The broad application potential and structural complexity of VLPs impose unusually high demands on downstream purification. This review systematically examined downstream process design from the perspective of three interrelated objectives: preservation of structure and biological activity, control of heterogeneity, and assurance of viral safety. Across these dimensions, a central conclusion is that successful purification of VLPs cannot rely on any single unit operation, but instead requires integrated, product-specific process design guided by the critical quality attributes of the target particle. Maintaining native VLP structure and function depends on the careful control of solution conditions, use of gentle yet effective separation methods, and increasing incorporation of PAT for real-time monitoring and mitigation of process-induced damage. Achieving high purity and particle homogeneity requires coordinated multi-step strategies, in which clarification, UF/DF, and especially chromatography play central roles in removing host cell proteins, host cell DNA, and product-related impurities. For selected VLPs, disassembly/reassembly offers a distinctive route not only for improving homogeneity and stability, but also for removing internal or tightly associated impurities, although its applicability remains product-dependent and is currently most mature for certain non-enveloped systems. Ensuring viral safety adds another layer of complexity, particularly for products derived from mammalian or insect expression systems.

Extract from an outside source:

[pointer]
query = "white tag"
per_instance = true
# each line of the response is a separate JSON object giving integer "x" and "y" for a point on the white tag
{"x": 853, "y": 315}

As emphasized in this review, the practical focus for VLP purification is often the design of orthogonal downstream virus clearance steps that are compatible with product CQAs. Chromatography frequently provides a broadly compatible removal mechanism, whereas chemical inactivation and virus filtration require more careful case-by-case evaluation because the same physicochemical features that define VLP function may also constrain viral clearance feasibility. At the same time, these downstream measures should be understood within a broader viral safety framework that also includes low-risk starting materials and appropriate viral testing throughout manufacturing.
Future developments in VLP downstream purification will likely follow these trends: (1) Continuous innovation in media and materials, such as smart responsive materials and media with precisely controlled properties driven by 3D printing technology [199,200]. Furthermore, artificial intelligence (AI) and machine learning (ML) are being used to predict structure–performance relationships of porous materials, accelerating new material screening [201]. (2) Process intelligence and continuous manufacturing, deeply integrating quality by design (QbD) principles [202], PAT, and automated control to transition from batch to continuous manufacturing, improving production efficiency and process robustness. (3) Parallel development in regulatory science, establishing clearer standards for identifying product- and process-related impurities and guidelines for viral safety assessment tailored to VLP characteristics, supporting efficient development and review of these innovative drugs. In summary, deep understanding of product characteristics and rational application of integrated strategies are essential to overcome purification bottlenecks and enable high-quality, safe, and effective VLP-based products.

Author Contributions

J.Z.: Conceptualization, Writing—original draft, Formal analysis, Writing—review and editing. C.C.: Writing—review and editing. All authors have read and agreed to the published version of the manuscript.

Funding

This work was supported by the National Natural Science Foundation of China grants 32400076 (J.Z.).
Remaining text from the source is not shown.